À cette époque, des ouvriers fondeurs accompagnant l'armée découvrirent que le sable de la rivière traversant Yamagata et la terre des environs du parc Chitose étaient idéaux pour la fonte. Certains d'entre eux s'installèrent dans la région, marquant ainsi le début de YAMAGATA Imono (Metal Casting).

  • Technologie/techniques/matières premières

    Technologie/techniques

    1. La fabrication des moules doit être réalisée en utilisant les techniques ou méthodes suivantes :
    (1) Il doit être fait de sable.
    (2) Pour le sable de coulée de la partie qui entre en contact avec le métal en fusion, utilisez de la « vraie argile ».
    (3) Le moule doit être réalisé par « tournage » ou « remplissage » (y compris « moulage à la cire »).
    (4) Lorsqu'on utilise un « moule tourné », la surface du moule doit être « à motifs » ou « texturée ».
    (5) Cuisson ou séchage du moule (y compris la « cuisson de surface »).

     

    2. Dans le cas des objets en fer, la surface doit être colorée à l'aide de laque et d'oxyde de fer, et dans le cas des objets en cuivre, la surface doit être colorée à l'aide de sulfate de cuivre, de vert-de-gris ou d'oxyde de fer.

     

    3. Les articles en fer utilisés comme ustensiles de cuisine doivent être traités pour éviter qu'ils ne se ternissent.

     

    matières premières

    1. Le matériau pour les pièces moulées sera du sable de fer ou de la fonte pour les articles en fer, et un alliage de cuivre pour les articles en cuivre.

    2. La laque utilisée comme agent colorant doit être une laque naturelle.

  • Scène de travail

    Les objets YAMAGATA Imono (Metal Casting), malgré leur composition en fer, dégagent une chaleur et une vitalité presque palpables.
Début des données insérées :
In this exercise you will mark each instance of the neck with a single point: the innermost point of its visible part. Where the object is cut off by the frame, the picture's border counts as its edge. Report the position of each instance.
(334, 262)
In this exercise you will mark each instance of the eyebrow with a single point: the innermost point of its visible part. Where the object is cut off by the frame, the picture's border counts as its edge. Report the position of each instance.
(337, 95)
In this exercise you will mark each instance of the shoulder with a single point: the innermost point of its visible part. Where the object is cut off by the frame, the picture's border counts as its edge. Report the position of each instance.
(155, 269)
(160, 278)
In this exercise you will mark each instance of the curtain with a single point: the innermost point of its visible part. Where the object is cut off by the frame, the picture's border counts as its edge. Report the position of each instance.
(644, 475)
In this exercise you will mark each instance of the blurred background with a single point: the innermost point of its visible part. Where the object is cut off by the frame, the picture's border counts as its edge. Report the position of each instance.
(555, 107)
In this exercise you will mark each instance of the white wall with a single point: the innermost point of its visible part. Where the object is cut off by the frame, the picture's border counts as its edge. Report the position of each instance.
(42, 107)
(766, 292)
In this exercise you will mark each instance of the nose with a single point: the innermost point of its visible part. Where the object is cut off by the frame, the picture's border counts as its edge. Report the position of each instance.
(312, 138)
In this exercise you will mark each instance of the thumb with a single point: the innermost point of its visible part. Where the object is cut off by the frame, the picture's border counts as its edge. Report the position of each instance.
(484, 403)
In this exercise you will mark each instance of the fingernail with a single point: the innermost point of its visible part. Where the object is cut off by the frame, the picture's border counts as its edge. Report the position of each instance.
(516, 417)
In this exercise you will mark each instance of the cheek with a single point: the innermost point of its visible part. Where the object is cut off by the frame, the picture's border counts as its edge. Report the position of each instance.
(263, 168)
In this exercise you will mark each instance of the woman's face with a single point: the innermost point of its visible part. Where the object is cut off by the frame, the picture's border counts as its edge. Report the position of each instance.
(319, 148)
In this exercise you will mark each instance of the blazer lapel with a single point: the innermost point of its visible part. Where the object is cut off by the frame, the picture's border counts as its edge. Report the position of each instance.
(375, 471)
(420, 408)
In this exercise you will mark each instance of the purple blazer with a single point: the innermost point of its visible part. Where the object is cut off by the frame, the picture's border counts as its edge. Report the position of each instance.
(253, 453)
Cela tient sans doute au savoir-faire et à la minutie des artisans, transmis de génération en génération, qui imprègnent chacune des plus de 60 étapes de leur fabrication.
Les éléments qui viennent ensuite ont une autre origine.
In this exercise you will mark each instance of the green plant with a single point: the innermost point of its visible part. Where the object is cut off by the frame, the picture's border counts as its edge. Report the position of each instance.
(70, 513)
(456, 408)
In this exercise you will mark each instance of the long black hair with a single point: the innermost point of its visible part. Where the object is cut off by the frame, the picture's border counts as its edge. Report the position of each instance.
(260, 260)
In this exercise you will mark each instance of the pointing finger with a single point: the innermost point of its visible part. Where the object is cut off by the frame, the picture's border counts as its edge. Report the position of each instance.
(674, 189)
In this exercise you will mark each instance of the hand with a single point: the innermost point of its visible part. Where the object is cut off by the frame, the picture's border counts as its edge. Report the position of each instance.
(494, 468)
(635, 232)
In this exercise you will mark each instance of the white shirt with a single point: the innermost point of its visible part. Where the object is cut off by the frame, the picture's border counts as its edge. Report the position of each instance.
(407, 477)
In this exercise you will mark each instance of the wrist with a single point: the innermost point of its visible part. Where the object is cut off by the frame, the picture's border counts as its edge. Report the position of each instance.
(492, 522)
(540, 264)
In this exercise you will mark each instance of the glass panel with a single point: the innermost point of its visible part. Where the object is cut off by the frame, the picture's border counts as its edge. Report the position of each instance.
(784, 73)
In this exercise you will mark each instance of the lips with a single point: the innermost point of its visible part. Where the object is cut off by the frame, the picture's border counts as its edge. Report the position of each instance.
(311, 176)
    Étape 1 : Tournage du moule

    Je commence par dessiner sur papier le plan du four que j'envisage. Le processus de coulée débute par la création d'un moule en bois d'après ce plan.
    Nous passons ensuite à la fabrication des moules. À l'aide d'un moule en bois, nous créons deux moules, un supérieur et un inférieur, sur un cadre extérieur circulaire appelé moule à rainure et languette. Le moule de coulée est réalisé en faisant tourner le moule en bois tout en compactant le sable.

    Étape 2 : Mise en place du patron et fixation de l’anneau

    Le sable et l'argile de Yamagata, spécialement conçus pour le moulage, permettent d'obtenir des surfaces fines et des formes précises. Le sable et l'argile sont roulés en couches successives pour créer le moule. Ensuite, la pièce destinée à fixer l'anneau de l'anse est façonnée et insérée dans le moule. Puis, à l'aide d'une spatule, le marbrier dessine un à un des motifs de grêle et autres ornements. Cette tâche exige une concentration totale de ses doigts.
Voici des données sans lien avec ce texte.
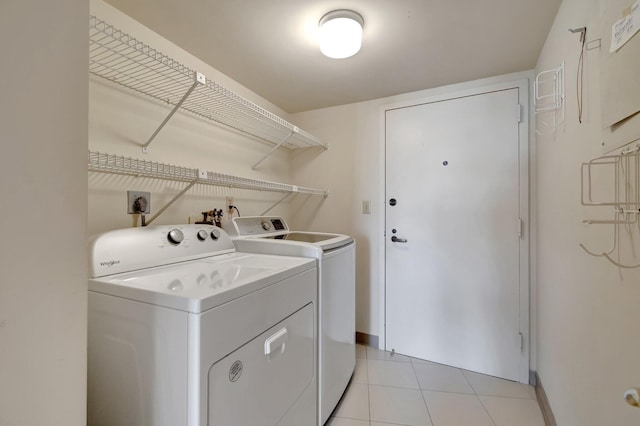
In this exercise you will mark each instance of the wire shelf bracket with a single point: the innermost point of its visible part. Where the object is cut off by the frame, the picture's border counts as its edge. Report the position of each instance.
(118, 164)
(120, 59)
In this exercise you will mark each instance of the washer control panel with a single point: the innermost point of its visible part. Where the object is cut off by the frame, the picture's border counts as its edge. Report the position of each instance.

    Étape 3 : Préparation du noyau, cuisson du moule et assemblage du moule.

    Ensuite, on compacte le sable pour créer le noyau, qui formera l'espace intérieur du four. Après séchage à l'air, ce noyau est cuit pour le durcir. Il est ensuite placé dans les moules supérieur et inférieur, et le moule de coulée est achevé.

    Processus 4 : Versement

    Ensuite, le fer est fondu et coulé dans le moule. Le fer en fusion, chauffé entre 1 300 et 1 500 degrés Celsius et incandescent (on parle alors d'eau chaude), est prélevé et versé en une seule fois dans le moule par le bec verseur. Ce moment est crucial pour la qualité de la pièce coulée et même les fondeurs les plus expérimentés le trouvent extrêmement stressant.

    Étape 5 : Démolition, enlèvement du sable et finition.

    Une fois la pièce légèrement refroidie, démoulez-la et tapotez-la doucement avec un petit marteau pour enlever le noyau de sable. Procédez ensuite à une première cuisson afin de créer une couche d'oxyde en surface, qui la protégera de la rouille (goût métallique). Enfin, façonnez-la à la lime et polissez sa surface.

    Étape 6 : Colorier

    Le travail entre ainsi dans sa phase finale. À l'aide d'un pinceau spécial appelé pinceau migo, une couche de laque véritable est appliquée sur la surface de la théière et cuite au four pour éviter qu'elle ne s'écaille. Ensuite, des ohaguro (dents noircies) et du thé sont appliqués en plusieurs couches sur la surface de la théière légèrement chauffée, à l'aide du pinceau kugo, afin d'obtenir une coloration uniforme. Enfin, YAMAGATA Imono (Metal Casting) est achevée par la fixation d'un couvercle en fonte ou en bronze.

     

    Cette technique YAMAGATA Imono (Metal Casting) est appelée fonderie à tour ou fonderie classique. Derrière les 900 ans d'histoire de YAMAGATA Imono (Metal Casting) se cachent les efforts inlassables d'innombrables artisans qui ont hérité des savoir-faire à l'origine de ces techniques. Nous avons présenté le processus de fabrication des théières, mais cette technique est largement utilisée non seulement pour les articles ménagers tels que les bouilloires et les casseroles en fer, mais aussi pour l'artisanat, comme les vases et les ornements en bronze, ainsi que pour la fabrication de machines et de pièces détachées, notamment pour les automobiles et le matériel agricole.

     

  • Gros plan

    Une harmonie entre tradition et sensibilité moderne : YAMAGATA Imono (Metal Casting)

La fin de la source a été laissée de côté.